Opening the Hand of Thought: Foundations of Zen Buddhist Practice, by Kosho Uchiyama, Translated and edited by Tom Wright, Jisho Warner and Shohaku Okumura.
205 pages

WISDOM PUBLICATIONS, Nonfiction.

In "Opening the Hand of Thought," the monk Kosho Uchiyama outlines his school's take on the middle way. Employing deft analogies and pertinent anecdotes he presents the Soto case for seated meditation, called zazen, as a direct way of getting in touch with the self "that goes beyond personal consciousness."

Uchiyama frequently references great minds from the Christian and Rinzai Zen traditions and his direct, honest prose unfolds in a natural way that is neither dry nor pretentious.

There are concrete tips for beginners as well as ripe, time-release advice for experienced sitters, culminating in the last chapter with a transcription of the final lecture Uchiyama gave before retiring as abbot of Antaiji Temple in 1975.

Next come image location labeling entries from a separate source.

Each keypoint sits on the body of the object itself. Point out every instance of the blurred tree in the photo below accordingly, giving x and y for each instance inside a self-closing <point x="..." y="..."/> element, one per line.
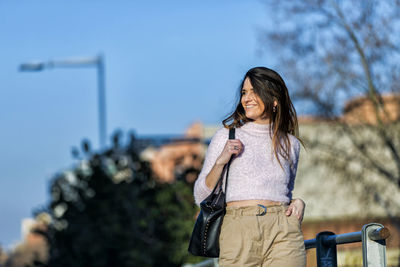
<point x="331" y="51"/>
<point x="109" y="211"/>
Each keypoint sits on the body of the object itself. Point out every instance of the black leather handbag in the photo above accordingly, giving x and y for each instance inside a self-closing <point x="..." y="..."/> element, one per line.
<point x="205" y="236"/>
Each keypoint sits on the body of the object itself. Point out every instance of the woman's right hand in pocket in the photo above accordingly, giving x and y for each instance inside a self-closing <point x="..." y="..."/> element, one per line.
<point x="232" y="147"/>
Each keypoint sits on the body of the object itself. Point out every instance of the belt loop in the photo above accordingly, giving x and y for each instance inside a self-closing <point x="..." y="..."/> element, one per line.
<point x="264" y="211"/>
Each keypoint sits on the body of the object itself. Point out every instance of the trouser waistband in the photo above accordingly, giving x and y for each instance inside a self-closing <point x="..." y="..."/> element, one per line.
<point x="257" y="210"/>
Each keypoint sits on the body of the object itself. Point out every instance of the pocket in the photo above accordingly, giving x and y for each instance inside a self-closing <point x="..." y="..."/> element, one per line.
<point x="227" y="221"/>
<point x="294" y="220"/>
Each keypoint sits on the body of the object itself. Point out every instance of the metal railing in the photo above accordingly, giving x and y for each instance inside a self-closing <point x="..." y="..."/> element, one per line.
<point x="373" y="237"/>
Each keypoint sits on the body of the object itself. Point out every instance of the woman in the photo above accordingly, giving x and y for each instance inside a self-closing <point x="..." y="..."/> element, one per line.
<point x="262" y="222"/>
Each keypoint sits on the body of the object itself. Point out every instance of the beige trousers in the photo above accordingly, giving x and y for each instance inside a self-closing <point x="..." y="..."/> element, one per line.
<point x="271" y="239"/>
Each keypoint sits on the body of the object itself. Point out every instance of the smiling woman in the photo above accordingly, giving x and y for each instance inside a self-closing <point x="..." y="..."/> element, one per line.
<point x="262" y="224"/>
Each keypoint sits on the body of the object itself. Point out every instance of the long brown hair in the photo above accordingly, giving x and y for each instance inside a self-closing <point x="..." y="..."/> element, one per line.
<point x="270" y="87"/>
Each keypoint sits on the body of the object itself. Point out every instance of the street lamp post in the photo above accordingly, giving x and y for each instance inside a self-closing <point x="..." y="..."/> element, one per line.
<point x="98" y="62"/>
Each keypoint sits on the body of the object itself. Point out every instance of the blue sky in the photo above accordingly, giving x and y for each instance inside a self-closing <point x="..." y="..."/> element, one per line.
<point x="168" y="64"/>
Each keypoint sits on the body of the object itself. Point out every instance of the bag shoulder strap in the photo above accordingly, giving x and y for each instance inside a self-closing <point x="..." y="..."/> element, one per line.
<point x="231" y="136"/>
<point x="219" y="183"/>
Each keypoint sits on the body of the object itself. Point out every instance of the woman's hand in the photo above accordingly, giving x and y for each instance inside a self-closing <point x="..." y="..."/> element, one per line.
<point x="296" y="207"/>
<point x="232" y="147"/>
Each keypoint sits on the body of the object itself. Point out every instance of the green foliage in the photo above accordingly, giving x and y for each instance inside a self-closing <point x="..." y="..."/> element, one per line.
<point x="110" y="211"/>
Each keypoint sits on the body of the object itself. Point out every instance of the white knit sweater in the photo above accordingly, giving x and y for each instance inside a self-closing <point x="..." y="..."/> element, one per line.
<point x="255" y="173"/>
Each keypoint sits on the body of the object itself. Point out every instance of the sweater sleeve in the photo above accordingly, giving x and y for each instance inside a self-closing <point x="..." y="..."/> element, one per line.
<point x="201" y="190"/>
<point x="294" y="156"/>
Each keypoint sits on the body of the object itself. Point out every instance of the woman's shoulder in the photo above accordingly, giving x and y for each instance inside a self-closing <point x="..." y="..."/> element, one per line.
<point x="294" y="142"/>
<point x="221" y="133"/>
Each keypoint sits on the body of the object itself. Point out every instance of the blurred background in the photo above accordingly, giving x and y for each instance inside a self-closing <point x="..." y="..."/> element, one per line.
<point x="107" y="108"/>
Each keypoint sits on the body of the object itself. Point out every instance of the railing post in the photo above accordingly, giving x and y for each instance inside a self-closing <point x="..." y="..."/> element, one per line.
<point x="374" y="245"/>
<point x="326" y="253"/>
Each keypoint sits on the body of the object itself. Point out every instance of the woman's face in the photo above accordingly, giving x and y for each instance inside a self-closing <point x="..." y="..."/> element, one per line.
<point x="252" y="103"/>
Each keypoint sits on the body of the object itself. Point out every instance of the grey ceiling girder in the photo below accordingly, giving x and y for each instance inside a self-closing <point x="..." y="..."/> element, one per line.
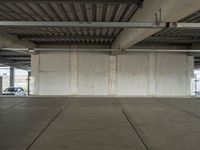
<point x="14" y="64"/>
<point x="29" y="37"/>
<point x="174" y="39"/>
<point x="106" y="50"/>
<point x="75" y="1"/>
<point x="71" y="24"/>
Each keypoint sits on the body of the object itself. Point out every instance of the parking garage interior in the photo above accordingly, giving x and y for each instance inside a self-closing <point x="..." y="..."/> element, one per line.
<point x="100" y="74"/>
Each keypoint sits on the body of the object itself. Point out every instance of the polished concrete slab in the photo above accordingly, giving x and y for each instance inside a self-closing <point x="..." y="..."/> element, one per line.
<point x="51" y="123"/>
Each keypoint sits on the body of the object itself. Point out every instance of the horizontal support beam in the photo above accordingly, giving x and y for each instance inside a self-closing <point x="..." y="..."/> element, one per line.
<point x="82" y="24"/>
<point x="76" y="1"/>
<point x="98" y="24"/>
<point x="173" y="39"/>
<point x="31" y="37"/>
<point x="103" y="50"/>
<point x="14" y="64"/>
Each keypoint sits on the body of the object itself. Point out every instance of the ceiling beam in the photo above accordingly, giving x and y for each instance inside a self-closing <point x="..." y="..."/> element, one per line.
<point x="30" y="37"/>
<point x="173" y="39"/>
<point x="106" y="50"/>
<point x="77" y="1"/>
<point x="73" y="24"/>
<point x="14" y="64"/>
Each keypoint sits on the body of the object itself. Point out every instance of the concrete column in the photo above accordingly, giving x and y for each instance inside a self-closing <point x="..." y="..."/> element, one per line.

The theme of nonattachment underlies this book and is key to its title. Rather than struggling in vain to somehow not have thoughts during meditation, Uchiyama advises ceasing to grasp at the inevitable thoughts and instead observing them like clouds, a kind of mental weather.

As a nudge toward starting regular zazen practice, which is all any book on this ineffable topic really can be, this one has staying power.